What is Autism Spectrum Disorder (ASD)?

Autism Spectrum Disorder or ASD is a constellation of traits characterized by challenges in social interaction, communication, and repetitive behaviors.

What are symptoms of ASD?

Examples of challenges in social interaction include: 

  • May be passionate about certain topics and speaking continuously about it
  • May have deep emotions and thus having difficulties with emotional regulation
  • May miss social cues
  • May not make eye contact
  • May not respond to name

Examples of communication challenges include:

  • May speak later than peers
  • May be non-verbal
  • May have echolalia
  • May be honest and direct 
  • May be a deep thinker

Examples of Repetitive Behaviors include:

  • May line up objects
  • May enjoy rocking back and forth, spin, flap hands when excited. Let them do this.
  • May experience senses of sight, smell, touch, hearing and tasting differently. 
  • May have difficult time transitioning from one activity to another

Other examples:

  • May need organizational support
  • May need help remembering things
  • May have low muscle tone in both large and small muscles
  • May eat same foods over and over
  • May not like feeling of clothing tags
  • May shut ears with hands when exposed to loud sounds

When did we first notice Ian was neurodivergent and what were his symptoms?

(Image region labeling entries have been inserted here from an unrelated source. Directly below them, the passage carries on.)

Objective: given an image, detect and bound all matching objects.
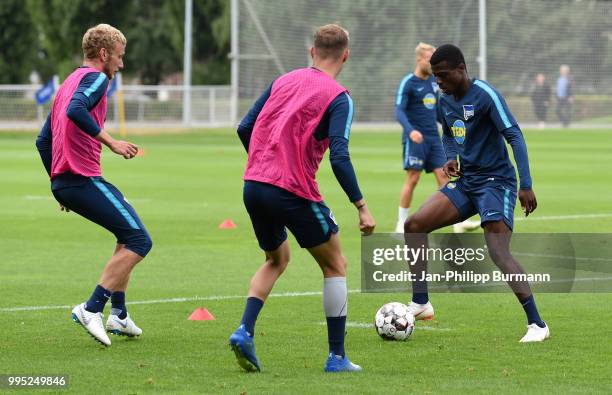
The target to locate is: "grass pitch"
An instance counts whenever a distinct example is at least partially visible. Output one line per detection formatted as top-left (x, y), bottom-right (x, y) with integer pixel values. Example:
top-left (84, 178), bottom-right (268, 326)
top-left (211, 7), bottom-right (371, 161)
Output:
top-left (0, 130), bottom-right (612, 394)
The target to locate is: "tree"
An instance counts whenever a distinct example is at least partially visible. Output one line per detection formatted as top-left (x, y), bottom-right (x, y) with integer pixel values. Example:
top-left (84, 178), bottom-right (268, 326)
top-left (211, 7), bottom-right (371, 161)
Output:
top-left (0, 0), bottom-right (38, 84)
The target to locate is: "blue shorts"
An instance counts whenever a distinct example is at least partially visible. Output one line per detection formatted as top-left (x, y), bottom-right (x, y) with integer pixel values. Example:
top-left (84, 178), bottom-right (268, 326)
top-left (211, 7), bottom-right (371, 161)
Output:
top-left (243, 181), bottom-right (338, 251)
top-left (402, 137), bottom-right (446, 173)
top-left (52, 173), bottom-right (153, 257)
top-left (440, 178), bottom-right (516, 230)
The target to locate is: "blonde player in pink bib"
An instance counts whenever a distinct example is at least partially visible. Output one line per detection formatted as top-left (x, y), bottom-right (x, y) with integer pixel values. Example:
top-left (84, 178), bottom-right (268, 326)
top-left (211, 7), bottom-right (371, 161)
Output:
top-left (230, 24), bottom-right (375, 372)
top-left (36, 24), bottom-right (152, 346)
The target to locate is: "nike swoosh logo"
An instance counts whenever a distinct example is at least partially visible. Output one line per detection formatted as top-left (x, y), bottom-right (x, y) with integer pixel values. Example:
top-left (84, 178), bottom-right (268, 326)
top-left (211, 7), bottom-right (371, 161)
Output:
top-left (115, 320), bottom-right (127, 328)
top-left (79, 306), bottom-right (91, 325)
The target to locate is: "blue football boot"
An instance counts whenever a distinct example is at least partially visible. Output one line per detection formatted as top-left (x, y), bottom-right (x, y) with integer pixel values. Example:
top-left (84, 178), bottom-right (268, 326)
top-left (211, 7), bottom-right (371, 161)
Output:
top-left (325, 353), bottom-right (363, 373)
top-left (230, 325), bottom-right (261, 372)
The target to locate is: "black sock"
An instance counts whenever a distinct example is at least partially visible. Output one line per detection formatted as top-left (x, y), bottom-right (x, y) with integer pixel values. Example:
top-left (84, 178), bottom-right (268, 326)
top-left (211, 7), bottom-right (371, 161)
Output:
top-left (111, 291), bottom-right (127, 320)
top-left (521, 295), bottom-right (546, 328)
top-left (85, 285), bottom-right (111, 313)
top-left (240, 296), bottom-right (263, 337)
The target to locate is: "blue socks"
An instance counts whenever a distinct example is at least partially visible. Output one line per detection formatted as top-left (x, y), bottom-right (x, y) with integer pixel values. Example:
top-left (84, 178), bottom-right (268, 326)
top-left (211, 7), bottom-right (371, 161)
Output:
top-left (521, 295), bottom-right (546, 328)
top-left (111, 291), bottom-right (127, 320)
top-left (85, 285), bottom-right (111, 313)
top-left (240, 296), bottom-right (263, 337)
top-left (327, 316), bottom-right (346, 357)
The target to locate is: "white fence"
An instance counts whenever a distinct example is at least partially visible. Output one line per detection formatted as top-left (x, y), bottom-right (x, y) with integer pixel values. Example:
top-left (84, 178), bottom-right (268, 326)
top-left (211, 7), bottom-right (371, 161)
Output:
top-left (0, 85), bottom-right (232, 129)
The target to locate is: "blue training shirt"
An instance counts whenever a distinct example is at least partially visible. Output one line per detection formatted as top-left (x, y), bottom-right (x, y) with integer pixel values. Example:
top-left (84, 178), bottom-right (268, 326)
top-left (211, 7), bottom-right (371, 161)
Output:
top-left (438, 79), bottom-right (531, 189)
top-left (395, 74), bottom-right (440, 142)
top-left (238, 74), bottom-right (363, 202)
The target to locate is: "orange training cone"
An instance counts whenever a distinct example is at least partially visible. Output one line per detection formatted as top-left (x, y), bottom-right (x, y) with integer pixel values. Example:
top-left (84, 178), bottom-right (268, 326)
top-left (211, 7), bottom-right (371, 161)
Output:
top-left (187, 307), bottom-right (215, 321)
top-left (219, 219), bottom-right (236, 229)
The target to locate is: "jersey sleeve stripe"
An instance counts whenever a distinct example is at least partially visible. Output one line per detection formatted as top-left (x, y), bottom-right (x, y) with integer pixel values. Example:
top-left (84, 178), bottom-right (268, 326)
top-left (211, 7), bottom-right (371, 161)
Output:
top-left (83, 73), bottom-right (106, 97)
top-left (395, 73), bottom-right (412, 106)
top-left (474, 80), bottom-right (512, 128)
top-left (344, 93), bottom-right (353, 140)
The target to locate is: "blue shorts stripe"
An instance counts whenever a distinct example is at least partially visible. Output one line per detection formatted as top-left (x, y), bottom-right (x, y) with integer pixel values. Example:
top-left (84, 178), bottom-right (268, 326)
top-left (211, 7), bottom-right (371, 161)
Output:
top-left (310, 202), bottom-right (329, 234)
top-left (90, 178), bottom-right (140, 229)
top-left (504, 188), bottom-right (510, 218)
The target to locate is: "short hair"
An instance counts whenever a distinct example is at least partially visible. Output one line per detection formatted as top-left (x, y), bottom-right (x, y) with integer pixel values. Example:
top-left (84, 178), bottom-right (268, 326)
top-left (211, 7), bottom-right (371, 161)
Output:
top-left (314, 23), bottom-right (349, 59)
top-left (414, 42), bottom-right (436, 57)
top-left (83, 23), bottom-right (127, 59)
top-left (429, 44), bottom-right (465, 67)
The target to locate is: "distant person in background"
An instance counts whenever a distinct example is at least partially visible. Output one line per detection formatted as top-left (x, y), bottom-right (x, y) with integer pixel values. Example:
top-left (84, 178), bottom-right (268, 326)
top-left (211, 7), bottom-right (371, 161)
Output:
top-left (531, 73), bottom-right (551, 128)
top-left (557, 64), bottom-right (574, 128)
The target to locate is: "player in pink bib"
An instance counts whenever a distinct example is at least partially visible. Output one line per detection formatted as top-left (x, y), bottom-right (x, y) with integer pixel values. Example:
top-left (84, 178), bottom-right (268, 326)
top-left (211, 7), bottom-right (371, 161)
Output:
top-left (230, 25), bottom-right (375, 372)
top-left (36, 24), bottom-right (152, 346)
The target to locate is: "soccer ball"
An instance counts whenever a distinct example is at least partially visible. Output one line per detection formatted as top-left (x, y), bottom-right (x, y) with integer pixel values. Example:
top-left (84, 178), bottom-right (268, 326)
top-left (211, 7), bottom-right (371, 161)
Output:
top-left (374, 302), bottom-right (414, 340)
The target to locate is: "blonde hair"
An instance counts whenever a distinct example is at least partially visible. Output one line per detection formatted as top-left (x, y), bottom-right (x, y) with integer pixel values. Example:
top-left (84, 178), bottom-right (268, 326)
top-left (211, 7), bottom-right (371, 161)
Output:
top-left (314, 23), bottom-right (349, 59)
top-left (414, 42), bottom-right (436, 57)
top-left (83, 23), bottom-right (127, 59)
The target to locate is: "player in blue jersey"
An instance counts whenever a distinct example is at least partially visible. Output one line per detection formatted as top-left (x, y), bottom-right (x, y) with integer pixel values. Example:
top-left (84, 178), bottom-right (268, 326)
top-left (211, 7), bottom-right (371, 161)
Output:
top-left (395, 43), bottom-right (479, 233)
top-left (405, 44), bottom-right (550, 342)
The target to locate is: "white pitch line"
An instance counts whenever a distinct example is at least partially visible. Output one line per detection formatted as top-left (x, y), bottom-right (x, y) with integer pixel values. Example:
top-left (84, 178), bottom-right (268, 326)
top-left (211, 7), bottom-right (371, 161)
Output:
top-left (514, 213), bottom-right (612, 221)
top-left (0, 289), bottom-right (361, 313)
top-left (23, 195), bottom-right (53, 200)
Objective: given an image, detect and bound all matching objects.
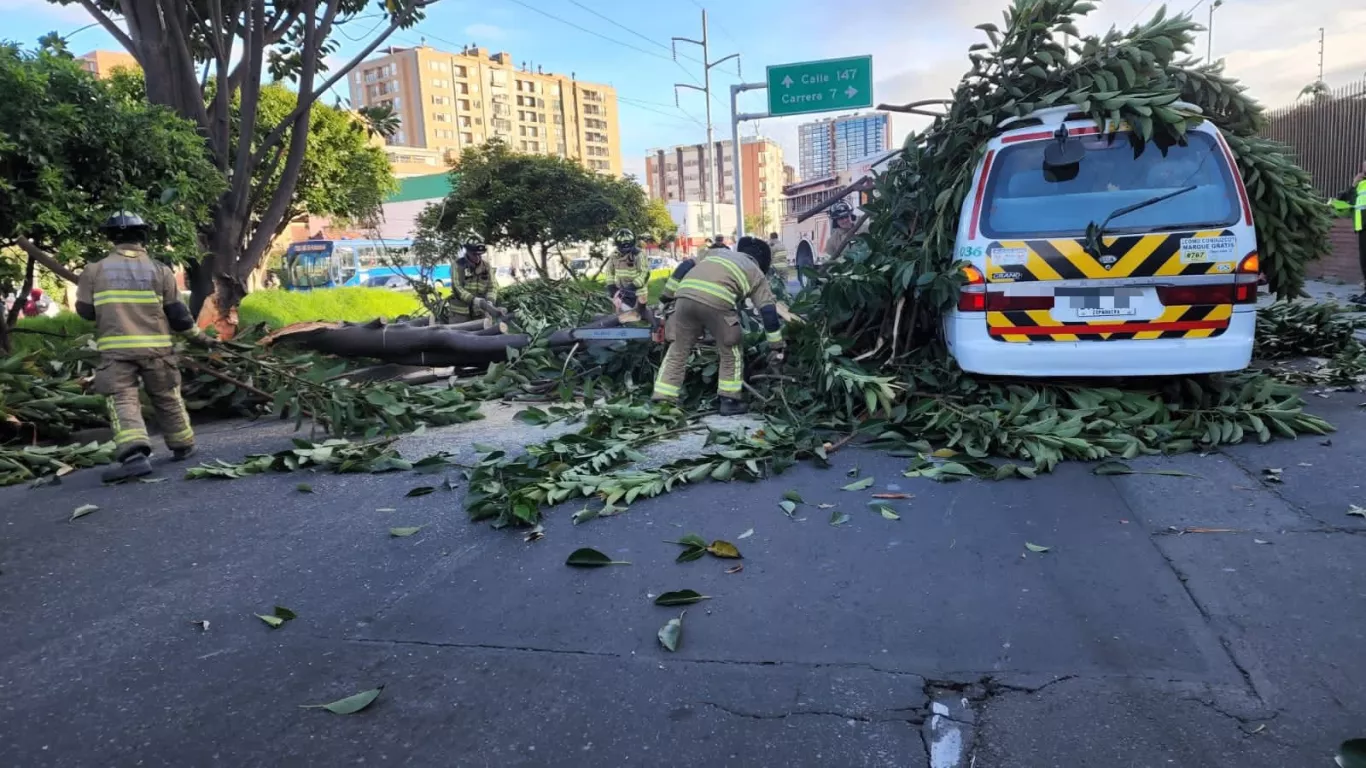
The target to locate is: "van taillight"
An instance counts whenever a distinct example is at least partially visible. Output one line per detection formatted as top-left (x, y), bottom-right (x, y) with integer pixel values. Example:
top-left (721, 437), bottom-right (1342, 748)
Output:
top-left (958, 266), bottom-right (986, 312)
top-left (1233, 250), bottom-right (1262, 303)
top-left (1157, 283), bottom-right (1233, 306)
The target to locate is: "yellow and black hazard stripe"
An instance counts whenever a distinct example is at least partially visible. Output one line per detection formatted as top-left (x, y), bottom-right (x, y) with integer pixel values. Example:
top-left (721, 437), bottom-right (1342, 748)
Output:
top-left (986, 230), bottom-right (1235, 283)
top-left (986, 303), bottom-right (1233, 343)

Prior to his first birthday, I noticed telltale signs that Ian was neurodivergent. Although Ian was a cheerful baby, he avoided looking me in the eyes, hesitated to follow instructions and struggled to understand what I was saying. As months passed, Ian seemed like he needed a screen, or risk losing focus, oftentimes becoming overstimulated by his senses. Once he reached 18 months of age, I noticed he struggled with gestures, such as saying hello and goodbye, and failed to respond to his name when called. When I raised these issues to family and friends, they would advise me not to worry, that he’s still developing and that boy’s are late to communicate.

In Ian’s nursery school, he had almost no friends, was obsessed with the alphabet, and would create letters out of play-doh, manipulating them for hours. His teacher at the time believed that Ian was disobeying instructions purposefully and would berate him often.

Ian is hyperlexic and taught himself to read at the age of 2 ½. Ian’s special interests are the alphabet and numbers. Currently, as an 8 year old, Ian will sing the alphabet or recite numbers continuously, spin in place, jump around to regain focus. He also loves learning about how the world works and has a voracious appetite for all things scientific. Ian needs some organizational support remembering to take home and bring back his homework, coat, and water bottle regularly.  Ian was diagnosed with sensory processing disorder at 2 ½, which means that he has a difficult time experiencing the senses of sight, smell, touch, taste and hearing and has further challenges with his vestibular movements (balance) and proprioception (sense of self according to space).  He does not like the feeling of clothing tags; he shuts his ears with his hands when encountering loud noises; he has low muscle tone and had OT/PT/ST for 2 ½ years.  Ian has big feelings and needs time to regulate his emotions. He becomes scared or upset easily, especially when he feels things aren’t fair, if someone is being mean, or if he has to transition from one task to another.  When Ian is engaging in activity, he is oftentimes inflexible. We use timers and verbal cues to help him transition.

When did we get him evaluated?

Nearing Ian’s 2nd birthday, we scheduled Ian for his 2 year appointment with this Pediatrician. The Pediatrician performed his routine screening and questioned whether Ian spoke in 2-word sentences. I replied that not only did Ian struggle to speak in 2-word sentences, but that he experienced challenges with verbal communication as a whole.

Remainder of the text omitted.